Request Tracing is a key feature of EIF that allows you to trace business processes and application services by following an execution path across the tiers of a distributed .NET application. This path is defined by start and end points that have been inserted into the application’s code by the developer. Any events that occur along this execution path are tagged with context-related fields that identify them as part of a particular request.
The Request Event Source is the conduit for the entire business process or service. It is also the control point for turning tracing on and off for that process.
If you want to use logging instead of EIF to store information about exceptions, then there are three possible options:
- The Windows Event Log service
- A central relational database, such as Microsoft SQL Server™ 2000
- A custom log file
Using the Windows Event Log
The Windows 2000 and Windows NT® operating systems provide a set of event logs. For example, the operating system places error details in the system event log, while an application event log is provided for applications to use. You can also isolate your application’s log entries by creating a separate event log, rather than using the shared application event log. The event log provides a consistent and central storage repository for error, warning, and informational messages on a single machine. The .NET Framework provides event log related classes, making it easy to log and monitor.
- It is a highly reliable method of logging information.
- It is provided by both Windows 2000 and Windows NT.
- It features log file size management. You can configure a maximum log size and specify the number of days for which records are to be maintained or whether log files are to be cleared manually.
- Tools such as the Event Viewer allow you to view and manipulate log entries.
- The .NET Framework classes, such as the EventLog class within the System.Diagnostics namespace, make the event log easy to write to and maintain programmatically.
- Most monitoring tools support the event log as an event source.
- The event log has tight integration with Windows Management Instrumentation.
- Systems administrators and operators are generally familiar with the event log and its associated tools.
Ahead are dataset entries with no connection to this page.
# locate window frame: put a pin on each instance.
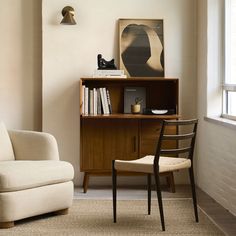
(227, 87)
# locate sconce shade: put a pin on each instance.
(68, 16)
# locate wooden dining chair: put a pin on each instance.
(165, 160)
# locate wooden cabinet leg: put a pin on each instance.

- The operating system and many applications log to the event log, which makes it easy to compare the sequence of system and application events.
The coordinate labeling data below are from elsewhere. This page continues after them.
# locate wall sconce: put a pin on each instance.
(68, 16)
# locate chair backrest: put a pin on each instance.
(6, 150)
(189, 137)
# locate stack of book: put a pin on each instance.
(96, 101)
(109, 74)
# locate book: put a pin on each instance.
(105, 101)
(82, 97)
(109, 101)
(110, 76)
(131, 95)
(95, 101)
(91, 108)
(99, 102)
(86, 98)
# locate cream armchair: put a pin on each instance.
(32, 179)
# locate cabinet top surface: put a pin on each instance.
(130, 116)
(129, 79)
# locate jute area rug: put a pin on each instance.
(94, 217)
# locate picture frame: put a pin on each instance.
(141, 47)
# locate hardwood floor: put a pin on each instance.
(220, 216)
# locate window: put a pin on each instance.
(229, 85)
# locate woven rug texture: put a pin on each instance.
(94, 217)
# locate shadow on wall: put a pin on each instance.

- Each machine logs to a local event log. This can cause monitoring and maintenance problems for large server farms. You can write entries to a log on another machine; however, this increases the risk of failure and should be avoided.
Note that Microsoft Application Center Server, along with several third-party software packages, allows you to centralize the local event logs from multiple servers. This allows you to view multiple event logs as a single entity.
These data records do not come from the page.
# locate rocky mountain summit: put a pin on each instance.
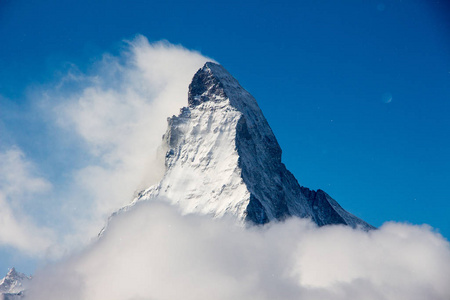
(223, 158)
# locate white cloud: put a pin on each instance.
(19, 184)
(153, 252)
(117, 113)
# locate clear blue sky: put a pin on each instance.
(357, 92)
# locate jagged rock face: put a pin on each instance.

For more information on using the Windows Event Log service, see the following Web sites:
Using a Central Relational Database
To solve the problem that the single-machine nature of the event log can cause, you can use a centralized database, such as SQL Server 2000, to store information.
- All information is stored in a single centralized location and is accessible from remote machines.
- You can use database tools for querying and reporting the error data.
- You can structure the storage of the information in application specific tables.
- Database logging introduces an element of risk. If your system is unable to access the database, perhaps due to a network failure, you run the risk of losing the information. To guarantee that your exception is logged, you may decide to write information to the local event log if the database update fails. This is not an ideal solution because you are then forced to monitor two locations and deal with two distinct error formats.
- Your application entries will be stored in a different location than the operating system’s entries. This can make it difficult to compare the sequence of events between your applications logs and the operating system’s logs.
- You must develop the tools to view and administer the data.
- You must customize monitoring systems to interact with the database.
Using a Custom Log File
Some applications log information to a custom log file. This solution should only be used in scenarios where the Event Log cannot satisfy some specific logging need.
- You have complete flexibility when choosing the log format.
- It is not trivial to build a custom logging mechanism than can handle concurrent access.
- You must create and implement processes to manage the log size.
- You must develop the tools to view and administer the log files.
- This can cause monitoring and maintenance problems for large server farms since many monitoring tools, including Microsoft Application Center Server, cannot aggregate custom log files.
- Monitoring tools must be configured to monitor the log files.
Using Asynchronous Delivery with Message Queuing
In conjunction with the options above, you can use Microsoft Message Queuing to provide a reliable transport mechanism to deliver data asynchronously to a data store. While Message Queuing does not represent the final data store, it can be used as a reliable delivery mechanism to ensure that the logged data reaches its ultimate storage repository, which may be any of the locations discussed above. The transactional nature of Message Queuing ensures that log data will not be lost, even in the event of a server or network failure.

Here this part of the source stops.